John Joseph Gumperz (born January 9, 1922)[1] is an American linguist and academic. Gumperz was, for most of his career, a professor at the University of California in Berkeley. He is currently affiliated with the University of California, Santa Barbara. His research on the languages of India, on code-switching in Norway, and on conversational interaction, has benefitted the study of sociolinguistics, discourse analysis, linguistic anthropology, and urban anthropology.
John Gumperz developed a new way of looking at sociolinguistics with Dell Hymes, also a scholar of sociolinguistics. Their contribution was a new method called the "ethnography of communication." Gumperz' own approach has been called Interactional sociolinguistics.

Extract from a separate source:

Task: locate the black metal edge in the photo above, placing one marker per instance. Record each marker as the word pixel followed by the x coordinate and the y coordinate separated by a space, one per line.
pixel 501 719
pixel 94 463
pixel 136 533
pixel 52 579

Sociolinguistics analyzes variation in discourse, within a particular speech community, and studies how that variation affects the unfolding of meaning in interaction and correlates with the social order of the community.
The universe is the speech community: Any human aggregate characterized by regular and frequent interaction by means of a shared body of verbal signs and set off from similar aggregates by significant differences in language use. (J.J. Gumperz)
Gumperz was interested in how the order of situations and the culture of the speaker affect the way in which they make conversational inferences and interpret verbal or non-verbal signs known as contextualization cues.
His publications and courses given include work in the emerging field of sociolinguistics research in India.[2]